The American Association of Airport Executives recently made changes to the requirements for the research paper. This is a good thing in that it decreasing the number of pages that are required; however, I find it difficult to decrease the number of pages of my page to meet the requirements. Currently my paper is 27 pages long and I am only half done with the discrepancy life cycle. This means that I may come in at the maximum number of pages for the old requirement, and will have to find a way to decrease the papers length. As I mentioned before the paper is on using computer-technology to assist airports in their Part 139 Self-Inspection Requirements.
I was in the seventh grade when my father brought home an IBM Apex – which could barely be called a computer by today’s standards - and I don’t ever recall a moment of my life not influenced by the computer. Having been raised with computers I feel somewhat comfortable around them, and although I continue to learn more about them everyday I know a lot about their operations and how they could help an airports operation.
By the admission of the FAA there are not many airports that have computerized record keeping systems, and this makes the number of sources for my paper limited to commercial applications that can cost thousands of dollars. I have a fundamental problem with expensive proprietary software applications, and tend to be open source minded so I have no problem providing my time pro-bono to help airports avoid the pitfalls of proprietary software.

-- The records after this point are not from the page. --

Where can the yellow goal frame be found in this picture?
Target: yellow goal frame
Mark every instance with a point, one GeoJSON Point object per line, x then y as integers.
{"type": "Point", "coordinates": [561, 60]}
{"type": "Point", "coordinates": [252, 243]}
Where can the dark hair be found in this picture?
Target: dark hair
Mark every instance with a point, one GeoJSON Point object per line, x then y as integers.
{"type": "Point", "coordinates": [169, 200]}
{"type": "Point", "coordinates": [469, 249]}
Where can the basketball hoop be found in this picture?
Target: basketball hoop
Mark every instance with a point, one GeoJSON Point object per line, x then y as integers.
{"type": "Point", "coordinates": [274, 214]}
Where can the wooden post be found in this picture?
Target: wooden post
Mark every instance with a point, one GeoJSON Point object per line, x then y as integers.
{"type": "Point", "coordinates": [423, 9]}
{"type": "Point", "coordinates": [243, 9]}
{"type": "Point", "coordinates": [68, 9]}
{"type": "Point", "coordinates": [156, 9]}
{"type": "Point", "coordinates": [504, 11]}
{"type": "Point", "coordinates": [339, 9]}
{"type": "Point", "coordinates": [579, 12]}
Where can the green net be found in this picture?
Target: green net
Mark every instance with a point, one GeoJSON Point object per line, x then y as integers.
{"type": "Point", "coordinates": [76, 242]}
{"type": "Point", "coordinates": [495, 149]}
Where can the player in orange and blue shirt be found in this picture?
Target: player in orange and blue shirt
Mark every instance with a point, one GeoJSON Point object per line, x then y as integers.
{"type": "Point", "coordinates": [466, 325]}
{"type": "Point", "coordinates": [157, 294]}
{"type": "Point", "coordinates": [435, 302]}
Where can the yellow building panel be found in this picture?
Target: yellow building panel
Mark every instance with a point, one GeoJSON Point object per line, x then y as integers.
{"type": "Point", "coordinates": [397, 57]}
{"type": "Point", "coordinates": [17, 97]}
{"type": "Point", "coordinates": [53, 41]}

But the paper moves along when I find myself with the time and willingness to write. Coming up with good descriptive system analysis comparing paper-based systems to computer-based system is not a simple task. Each comparison must be complete and yield a common theme, that computers are the way records should be done. Think to yourself of ways a paper-based system of checklists works, and how it could work more efficiently with computers. Then find justification for that thought, with sources other then yourself – difficult.